There’s also the fact that Smith’s other independence-adjacent initiatives have failed to gain traction with the public despite her government’s best efforts to aid and abet them. She recently acknowledged that despite millions of public dollars spent on advertising the supposed benefits of an Alberta Pension Plan — ones that were grossly overstated, as Canada’s chief actuary confirmed in December — there isn’t an appetite for it (yet). Indeed, as Calgary Herald columnist Rob Breakenridge noted, “much of the sovereignty-type agenda — Alberta pension plan, Alberta provincial police force, Alberta revenue agency, etc. — has been a tough sell, and it’s hard to imagine that there’s suddenly a broad willingness to dive into full-blown separation.”

Then again, British Prime Minister David Cameron thought the same thing when he called the referendum for Brexit in 2016. The Conservative prime minister did it to quell a pair of threats to his political power: growing unrest within his party among pro-leave MPs and the growing popularity of the upstart UK Independence Party. Instead, he opened a Pandora’s box of misinformation and rage-farming that ultimately pushed his country out of the European Union and into self-inflicted economic and cultural decline.

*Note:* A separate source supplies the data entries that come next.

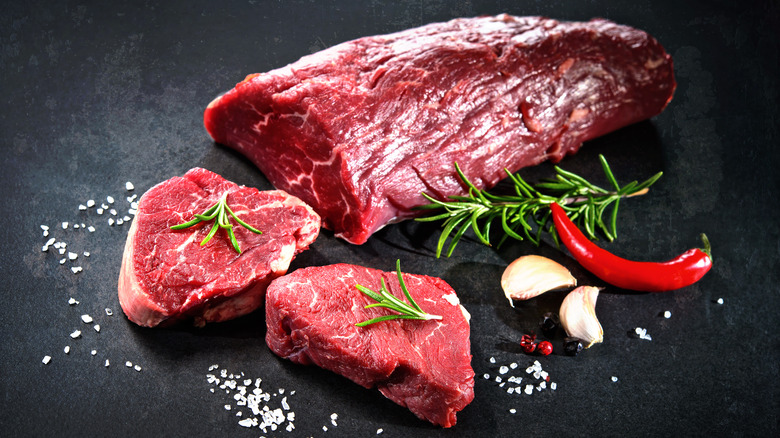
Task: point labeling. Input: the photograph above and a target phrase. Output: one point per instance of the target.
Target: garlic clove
(578, 315)
(533, 275)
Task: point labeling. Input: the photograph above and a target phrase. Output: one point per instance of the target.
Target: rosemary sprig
(525, 215)
(385, 299)
(220, 211)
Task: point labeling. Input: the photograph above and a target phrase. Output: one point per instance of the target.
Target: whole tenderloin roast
(167, 276)
(360, 130)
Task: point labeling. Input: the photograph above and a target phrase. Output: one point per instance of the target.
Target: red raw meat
(166, 276)
(422, 365)
(361, 129)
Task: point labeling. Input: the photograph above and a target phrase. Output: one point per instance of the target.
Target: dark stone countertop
(100, 93)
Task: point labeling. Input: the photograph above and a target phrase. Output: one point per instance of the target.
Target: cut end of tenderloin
(361, 129)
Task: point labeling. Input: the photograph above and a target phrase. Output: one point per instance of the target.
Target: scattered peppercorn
(528, 343)
(572, 346)
(544, 348)
(549, 322)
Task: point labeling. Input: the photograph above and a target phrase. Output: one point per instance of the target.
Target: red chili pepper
(681, 271)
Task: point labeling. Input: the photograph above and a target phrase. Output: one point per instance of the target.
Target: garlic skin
(533, 275)
(578, 315)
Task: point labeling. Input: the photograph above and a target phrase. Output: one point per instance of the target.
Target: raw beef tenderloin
(422, 365)
(361, 129)
(167, 276)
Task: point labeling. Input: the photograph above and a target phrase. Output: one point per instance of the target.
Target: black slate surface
(99, 93)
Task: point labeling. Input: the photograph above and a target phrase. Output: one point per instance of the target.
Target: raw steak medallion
(167, 275)
(422, 365)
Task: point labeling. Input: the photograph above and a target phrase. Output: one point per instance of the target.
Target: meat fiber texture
(360, 130)
(422, 365)
(167, 276)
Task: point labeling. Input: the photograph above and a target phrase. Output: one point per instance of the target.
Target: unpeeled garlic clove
(578, 315)
(533, 275)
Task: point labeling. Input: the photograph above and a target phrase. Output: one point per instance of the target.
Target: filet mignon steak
(423, 365)
(167, 276)
(360, 130)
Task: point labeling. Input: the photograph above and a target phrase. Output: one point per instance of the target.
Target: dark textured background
(99, 93)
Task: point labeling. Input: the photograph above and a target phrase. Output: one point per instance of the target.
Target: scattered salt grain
(641, 333)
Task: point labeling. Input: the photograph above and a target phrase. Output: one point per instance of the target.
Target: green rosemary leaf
(218, 212)
(608, 172)
(384, 298)
(584, 202)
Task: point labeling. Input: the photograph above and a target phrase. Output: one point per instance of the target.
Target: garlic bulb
(533, 275)
(578, 315)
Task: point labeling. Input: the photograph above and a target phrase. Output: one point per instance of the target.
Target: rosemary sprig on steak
(385, 299)
(220, 211)
(526, 215)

Danielle Smith may not be willing to admit she's a separatist, but she's doing everything in her power as premier to help advance their cause. Why? Because it helps distract Albertans from her own government's increasingly obvious failings.

Ironically, Smith may have already achieved that for Alberta simply by fanning the separatist flames so shamelessly. Even if Albertans vote overwhelmingly against separating from Canada, as seems most likely, her behaviour has already irritated leaders in parts of the country where provincial consent and cooperation are essential to the new oil and gas export infrastructure she is endlessly campaigning for. “This is a time to unite the country, not people saying, ‘oh, I’m leaving the country,’” Ontario Premier Doug Ford said Tuesday morning in a speech to a group promoting the skilled trades. It’s unlikely that her demand for a de-facto veto over federal climate and energy policy will play any better in Quebec and British Columbia, which are the real chokepoints for any new pipelines. 

 So why is Smith doing this? Because she desperately needs to distract Albertans from the failings of her own government. The healthcare system remains in crisis and chaos, the Trump tariffs have only begun to bite, and with OPEC poised to flood the global oil market Smith will have to contend with a deteriorating economic situation that could blow up Alberta’s budget. Ironically, the thing preventing Smith’s budget deficits from being even bigger is TMX, the pipeline that Canada’s supposedly hostile federal government bought and built, and which has already significantly narrowed the discount on Alberta oil. 

Mark Carney shouldn’t expect Smith to thank him for that any time soon. Smith desperately needs her province, and especially her party’s voters, to hate his Liberal government, facts and reality notwithstanding. If it ultimately comes at the cost of a united Canada, that’s a price she’s clearly willing to pay.